Our featured speakers this week are Julia Knapp (Graduate Student, Northwestern University, USA), and Preshit Abhyankar (Graduate Student, SUNY University at Buffalo, USA). The guest moderator is Professor Vy Dong from UC Irvine.
LEARN MORE ABOUT THE SPEAKERS AND THEIR TALKS BELOW
Biography: Julia Knapp grew up in Maryland, USA and received her B.S. (2018) in chemistry and mathematics from Randolph-Macon College. There, she studied the activation of small molecules by water-soluble iridium and rhodium complexes under Prof. Serge Schreiner. She joined Prof. Omar Farha’s group at Northwestern University in November 2018; her research focuses on exploring properties of f-block elements through incorporation into metal-organic frameworks (MOFs). She is currently a visiting graduate student scientist at Los Alamos National Laboratory in the Inorganic Isotope and Actinide Chemistry Group.

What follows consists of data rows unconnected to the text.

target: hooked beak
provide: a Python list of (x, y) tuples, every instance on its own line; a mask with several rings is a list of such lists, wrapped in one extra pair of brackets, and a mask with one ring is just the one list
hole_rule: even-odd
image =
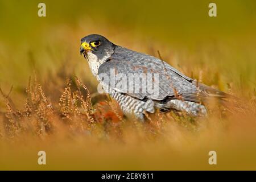
[(93, 50), (90, 46), (90, 45), (86, 42), (83, 42), (81, 44), (80, 47), (80, 55), (82, 53), (87, 53), (88, 51)]

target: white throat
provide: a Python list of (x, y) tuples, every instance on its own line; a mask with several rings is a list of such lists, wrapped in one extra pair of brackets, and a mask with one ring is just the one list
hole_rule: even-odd
[(101, 59), (98, 59), (98, 57), (93, 53), (92, 52), (88, 52), (87, 53), (87, 58), (88, 59), (89, 67), (90, 67), (93, 76), (95, 76), (97, 79), (98, 76), (98, 70), (100, 66), (104, 63), (106, 60), (111, 56), (111, 53), (108, 52)]

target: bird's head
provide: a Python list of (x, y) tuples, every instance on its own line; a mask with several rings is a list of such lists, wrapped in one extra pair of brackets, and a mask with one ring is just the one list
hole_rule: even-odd
[(92, 34), (81, 39), (80, 54), (89, 61), (104, 61), (113, 52), (115, 45), (100, 35)]

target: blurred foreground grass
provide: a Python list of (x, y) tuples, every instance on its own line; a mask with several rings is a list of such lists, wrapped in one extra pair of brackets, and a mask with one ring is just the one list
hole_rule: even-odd
[[(46, 1), (46, 18), (37, 16), (39, 2), (0, 2), (0, 169), (256, 169), (254, 1), (216, 1), (216, 18), (207, 1)], [(127, 121), (97, 94), (80, 56), (80, 39), (93, 33), (155, 56), (159, 50), (245, 107)], [(217, 166), (208, 163), (210, 150)]]

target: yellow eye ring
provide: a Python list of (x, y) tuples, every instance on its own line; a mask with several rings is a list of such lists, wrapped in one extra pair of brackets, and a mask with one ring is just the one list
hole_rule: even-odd
[(92, 47), (96, 47), (101, 44), (101, 42), (100, 41), (94, 41), (90, 43), (90, 45)]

Title of Talk: "Electron Transitions in a Ce(III)-Catecholate Metal-Organic Framework"
Abstract: A rare three-dimensional catecholate-based Ce(III) metal–organic framework (MOF), denoted as NU-1701, has been synthesized and crystallographically characterized. Density functional theory calculations highlight various possible electronic transitions that may present in NU-1701. These transitions are competitive and indicate increased lanthanide character of Ce(III).
Biography: I am Preshit Abhyankar, a 5th year PhD candidate in the Lacy Lab at SUNY Buffalo. I am from India and I completed my B.Sc. and M.Sc. in organic chemistry from Pune University. My PhD research has focused on dinuclear Mn(I) complexes. My work focuses on the mechanistic elucidation of the synthesis of these complexes and their reactions with hydrogen. Apart from chemistry I am a big Lord of the Rings, Harry Potter, and Star Wars fan. I also love to hike, read, cook, try out new cuisines, and listen to Indian Classical music!
Title of Talk: "Investigating H2 activation in Mn(I)-phosphido complexes and their role as alkyne hydrogenation catalysts"
Abstract: First-row transition metal catalysts capable of replacing second- and third- row transition metals catalysts have been long investigated with the interest of developing sustainable chemistry. In recent times, this has led to the development of numerous first-row transition metal catalysts for homogenous hydrogenation. A majority of these catalysts function by activating H2 via metal-ligand cooperativity (MLC) where N, O, and C are the most common cooperating partners. In contrast, there are very few examples of MLC-type H2 activation in first-row transition metal phosphido complexes, although such examples with second- and third-row transition metals are more plentiful.
Although manganese-based phosphido complexes have been known since the early 1970s, H2 activation in these complexes has not been investigated. Furthermore, preliminary reports from the 1990s also indicate their potential as hydrogenation catalysts. We have investigated the coordination chemistry and H2 activation in such Mn–phosphido complexes. Our investigation implicates a slow ligand substitution as the first step in this process followed by facile H2 activation across the Mn–P bond. We note that the chemistry is greatly affected by the substituent on the phosphido moiety and have been able to exploit this to make the H2 activation more facile. We have also investigated the potential application of this H2 activation towards catalytic hydrogenation. A better understanding of catalyst speciation and identification of the active species can lead to catalysts with improved efficiency, and selectivity and could also open-up as yet untapped chemistry. Towards this end we have investigated the stoichiometric reactions of Mn–phosphido complexes and organic substrates under catalytically relevant conditions. Our investigations have led to the isolation of Mn(I)-phosphido complexes with unique reactivity and uncommon binding modes. This presentation details our investigations in this area and sheds light on potentially untapped avenues with Mn(I) hydrogenation catalysis.